In response to the energy price surge following Russia’s invasion of Ukraine, the Spanish Government introduced a fuel subsidy to alleviate the impact of the price hike on consumers. The paper by Juan Luis Jiménez, Jordi Perdiguero and José Manuel Cazorla-Artiles estimates the pass-through of this subsidy to petrol consumer prices. Employing a difference-in-differences approach and comparing Spain with other EU countries that did not implement similar measures as a control group, Juan Luis, Jordi, and José Manuel estimate that the pass-through rate was around 75% for diesel, and almost full for petrol 95. Their analysis thus reveals that a significant part of the total subsidy cost for diesel was retained by fuel companies, raising questions about the efficiency of such interventions.
Another fiscal intervention approved by the Spanish Government to mitigate the impact of rising energy prices was the temporary value added tax (VAT) rate reduction for selected products in January 2023. The paper by Nicolas Forteza, Elvira Prades and Marc Roca estimates the pass-through of this VAT cut to consumer prices by exploiting a novel dataset with daily prices of roughly 21.000 food products sold on-line in a Spanish supermarket.
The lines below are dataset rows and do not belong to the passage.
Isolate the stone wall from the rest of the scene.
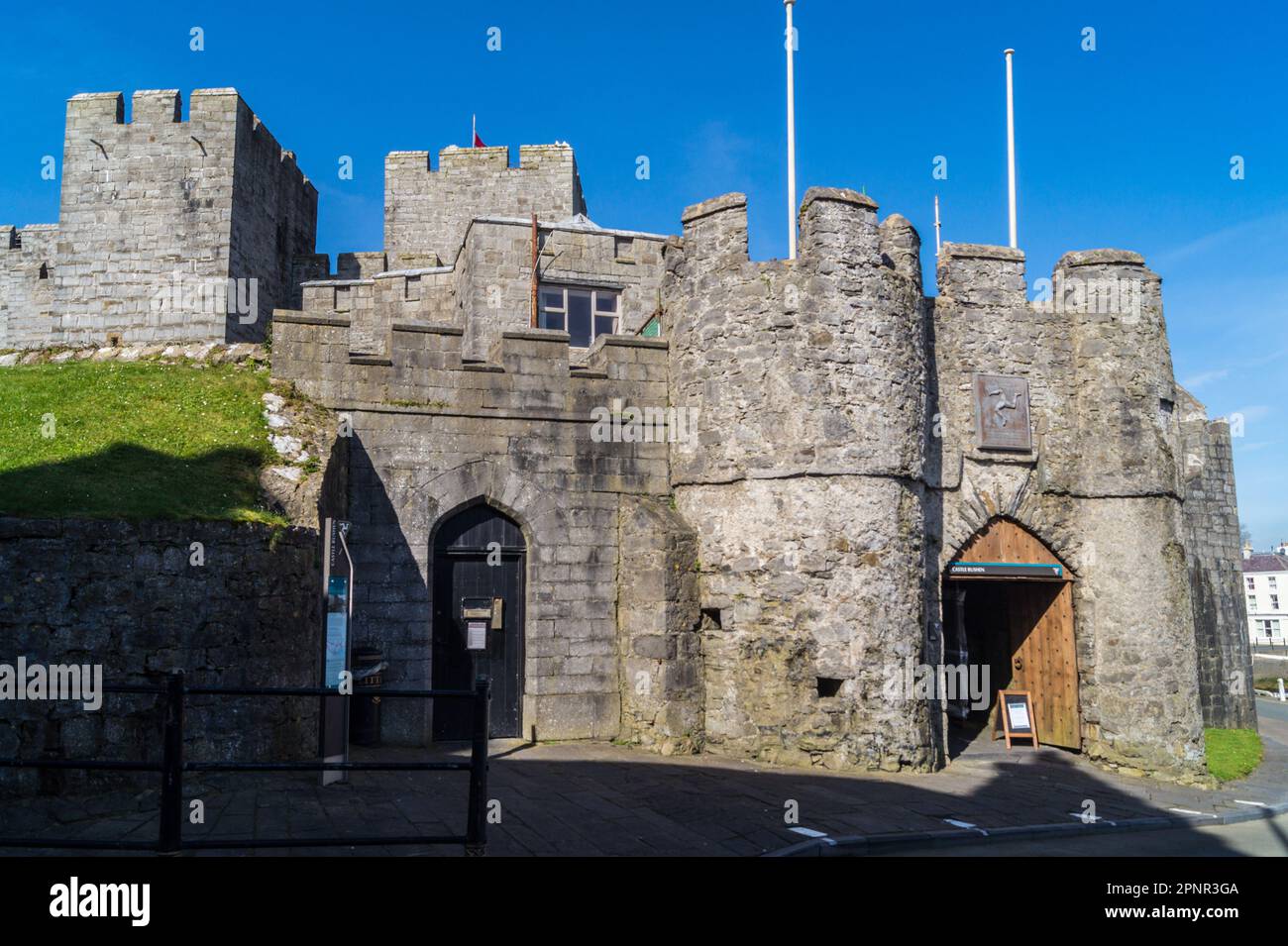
[0,519,321,791]
[385,145,587,269]
[0,224,58,349]
[273,311,667,744]
[0,89,317,348]
[226,98,318,341]
[617,497,718,756]
[303,218,666,358]
[664,188,939,770]
[927,244,1203,779]
[1176,387,1257,728]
Nicolas, Elvira, and Marc identify the pass-through by comparing the evolution of prices for treated items subject to the VAT cut against a control group not affected by the cut. According to their estimates, the pass-through was almost complete after one week, while there is significant heterogeneity across products in the estimated pass-through and pricing strategy in subsequent weeks.
Finally, turning to the NGEU program, the paper by Rubén Domínguez-Díaz, Samuel Hurtado, and Carolina Menéndez introduces a general equilibrium model with endogenous growth and firm dynamics to assess its medium-term macroeconomic effects in Spain. The model, calibrated using both aggregate and firm-level data, simulates the impact of various NGEU components, including public investment, private capital transfers, and innovation subsidies. Rubén, Samuel, and Carolina find that the program could significantly raise annual GDP growth—between 0.08 and 0.13 percentage points—through indirect channels beyond the direct fiscal impact. Productivity gains, driven by innovation-related transfers and efficient public investment, emerge as key channels through which the fiscal stimulus enhances aggregate output in the medium-term.
We hope that the contributions in this Special Issue offer new insights into the economic and policy responses to the recent supply driven shocks associated to the COVID-19 pandemic and the energy crisis, as well as the policy innovations that have emerged in their wake. We also hope that readers find these articles both thought-provoking and interesting, and that they serve as a catalyst for further research in these areas.